II – L’autorité parentale et la contribution
A – La résidence alternée et l’intérêt de l’enfant
La décision se prononce dans le cadre de l’exercice conjoint de l’autorité parentale, et rappelle, de manière pédagogique, les devoirs qui en découlent. Le juge « RAPPELLE que l’exercice conjoint de l’autorité parentale implique que les parents doivent […] prendre ensemble les décisions importantes […] s’informer réciproquement […] permettre les échanges de l’enfant avec l’autre parent ». Ce rappel place l’intérêt supérieur de l’enfant au centre, en articulant coparentalité, information loyale et continuité des liens, facteurs essentiels à la stabilité des mineurs durant et après la séparation.

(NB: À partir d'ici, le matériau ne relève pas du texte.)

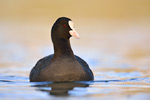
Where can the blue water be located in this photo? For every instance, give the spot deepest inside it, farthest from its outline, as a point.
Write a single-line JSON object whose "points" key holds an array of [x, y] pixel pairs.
{"points": [[19, 88]]}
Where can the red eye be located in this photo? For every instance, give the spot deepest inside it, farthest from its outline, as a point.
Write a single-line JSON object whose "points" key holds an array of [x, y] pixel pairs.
{"points": [[65, 25]]}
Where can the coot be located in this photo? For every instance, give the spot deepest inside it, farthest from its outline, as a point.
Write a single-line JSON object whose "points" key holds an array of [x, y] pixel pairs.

La résidence est fixée en alternance au domicile de chacun, selon un calendrier détaillé, et renforcée par des modalités favorisant les communications de l’enfant. La décision prévoit ainsi que « DIT que les enfants pourront bénéficier d’au moins un appel téléphonique hebdomadaire avec le parent chez lequel ils ne sont pas […] le mercredi à 19h sauf meilleur accord ». La prévision de contacts réguliers, en période scolaire comme pendant les vacances, complète l’alternance résidentielle en garantissant une présence symbolique et affective constante de chaque parent. Elle répond à l’exigence d’organisation concrète, lisible et adaptable, qui caractérise les décisions équilibrées en matière parentale.

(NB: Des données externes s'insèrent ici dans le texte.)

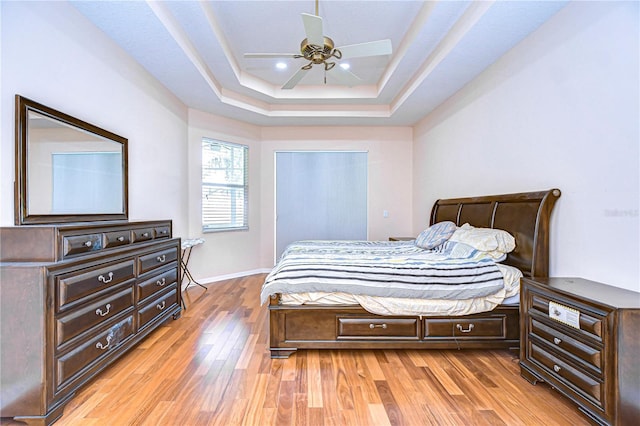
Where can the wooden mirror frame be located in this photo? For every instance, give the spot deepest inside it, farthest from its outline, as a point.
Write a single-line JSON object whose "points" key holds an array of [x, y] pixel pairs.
{"points": [[21, 199]]}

B – Les charges spécifiques et l’exécution
La contribution à l’entretien et à l’éducation des enfants est réglée de manière différenciée selon la nature des dépenses. La décision « DIT que chaque parent assumera les charges courantes des enfants, pendant les périodes où ils sont à son domicile ». Cette solution internalise les dépenses ordinaires dans le temps de résidence de chaque parent, évitant des flux compensatoires complexes et favorisant la responsabilisation. Pour les frais spécifiques, le juge « DIT que les frais médicaux non remboursés des enfants […] ainsi que […] les frais de scolarité en établissement privé, et les frais de voyages ou activités scolaires, seront partagés par moitié entre les parents ». La répartition par moitié, fréquemment retenue, reflète une égalité de principe, tandis que les modalités de remboursement rapides sécurisent l’exécution et limitent les tensions.

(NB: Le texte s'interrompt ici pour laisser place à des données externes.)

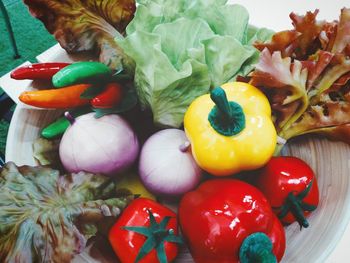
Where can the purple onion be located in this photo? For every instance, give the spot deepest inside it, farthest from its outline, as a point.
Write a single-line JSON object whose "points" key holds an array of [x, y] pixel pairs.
{"points": [[106, 145]]}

Afin d’assurer l’effectivité, la décision « RAPPELLE que les mesures portant sur l’autorité parentale et sur la contribution à l’entretien et à l’éducation des enfants sont exécutoires de droit à titre provisoire ». L’exécution provisoire de droit, adaptée à la matière familiale, évite l’attente d’une éventuelle suite procédurale et garantit la stabilité immédiate du cadre de vie de l’enfant. La clôture contentieuse s’en trouve également clarifiée: le juge « REJETTE toute autre demande plus ample ou contraire » et « CONDAMNE chaque partie pour moitié aux dépens ». L’économie d’ensemble allie pragmatisme procédural et sécurité matérielle, en phase avec les objectifs de célérité et de pacification des conflits familiaux.